自己破産は、借金の支払いが難しくなったときの解決方法として有効ですが、手続きをすると住宅ローンや購入した家はどうなるのでしょうか。

自己破産は借金を払わずにすむための手続き

自己破産は今あるすべての借金を返済しなくてもよいということを、裁判所から法的に認めてもらうための手続きです。

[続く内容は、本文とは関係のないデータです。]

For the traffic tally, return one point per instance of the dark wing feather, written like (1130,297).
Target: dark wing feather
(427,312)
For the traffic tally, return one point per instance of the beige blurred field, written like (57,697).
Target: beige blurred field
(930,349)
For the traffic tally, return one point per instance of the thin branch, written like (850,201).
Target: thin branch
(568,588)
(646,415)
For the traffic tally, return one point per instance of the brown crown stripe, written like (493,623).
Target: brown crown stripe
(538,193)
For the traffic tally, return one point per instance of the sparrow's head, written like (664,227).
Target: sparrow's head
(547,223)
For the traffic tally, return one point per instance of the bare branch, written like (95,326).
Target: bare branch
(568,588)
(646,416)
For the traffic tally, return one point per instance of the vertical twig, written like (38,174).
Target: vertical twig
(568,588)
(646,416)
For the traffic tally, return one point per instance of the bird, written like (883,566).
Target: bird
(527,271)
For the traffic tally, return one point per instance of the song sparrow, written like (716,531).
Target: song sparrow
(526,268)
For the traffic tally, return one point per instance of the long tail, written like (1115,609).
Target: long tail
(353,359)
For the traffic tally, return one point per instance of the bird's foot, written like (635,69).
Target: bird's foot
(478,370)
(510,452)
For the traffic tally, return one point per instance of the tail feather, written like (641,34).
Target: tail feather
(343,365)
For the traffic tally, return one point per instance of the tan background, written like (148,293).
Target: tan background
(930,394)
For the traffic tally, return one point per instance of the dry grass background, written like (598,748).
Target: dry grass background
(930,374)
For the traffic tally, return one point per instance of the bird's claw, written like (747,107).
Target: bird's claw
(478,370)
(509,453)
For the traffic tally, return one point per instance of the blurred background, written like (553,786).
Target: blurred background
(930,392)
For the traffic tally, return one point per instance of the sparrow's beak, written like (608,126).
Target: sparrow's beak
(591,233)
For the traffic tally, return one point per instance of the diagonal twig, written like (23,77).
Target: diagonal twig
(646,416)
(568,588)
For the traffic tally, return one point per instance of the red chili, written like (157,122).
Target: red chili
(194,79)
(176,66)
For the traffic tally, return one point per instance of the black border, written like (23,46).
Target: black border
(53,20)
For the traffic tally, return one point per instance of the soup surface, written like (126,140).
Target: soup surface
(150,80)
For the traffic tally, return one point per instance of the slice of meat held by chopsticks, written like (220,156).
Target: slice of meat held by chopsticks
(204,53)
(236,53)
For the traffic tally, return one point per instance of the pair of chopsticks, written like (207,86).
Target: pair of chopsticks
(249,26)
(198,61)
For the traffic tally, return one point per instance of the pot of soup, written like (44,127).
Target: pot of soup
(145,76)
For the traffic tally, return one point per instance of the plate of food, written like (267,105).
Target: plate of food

所有している財産をお金に換えて返済する破産手続と、残りの借金を免除してもらう免責手続を並行して行います
ギャンブルでできた借金や税金の支払いなどは免除されませんが、住宅ローンは自己破産の対象となっているため、裁判所から認められれば現在抱えているローンの返済義務もすべてなくなります。

住宅ローンを払わない代わりに住宅は手放す

自己破産の手続きが認められると、残った住宅ローンは返済義務を免除されますが、住宅ローンの残額は、住宅を売却して可能な限り支払わなければなりません
一般的にローンを組んで購入した住宅は金融機関から担保にされているため、自己破産すると担保の住宅は売却処分されることになります。

一方、住宅ローンの支払いは終わっていて住宅ローン以外の借金を自己破産する場合でも、住宅を残すことはできません
自己破産をすると、はじめに一定額以上の財産を売却処分して借金残額の返済に充てる破産手続をする必要があります。
高額に売却できる住宅はほとんどの場合処分対象の財産となるため、手放す可能性が非常に高いと考えていいでしょう。

自己破産しても住宅に住み続ける方法

今まで生活してきた住宅に自己破産をした後も住み続けられる方法はあります。
住宅を売却し、新たな買い主から賃貸する、というやり方です。

親しい親族に任意売却する

住宅を親族に任意売却ができないかを検討してみましょう。

任意売却は、住宅ローンの返済ができなくなった場合に、住宅を売却してローン残額の返済に充てる手続きです。
裁判所が介入して強制的に売却してしまう競売とは違って、任意売却は債務者自身で売却の手続きを進めることができます。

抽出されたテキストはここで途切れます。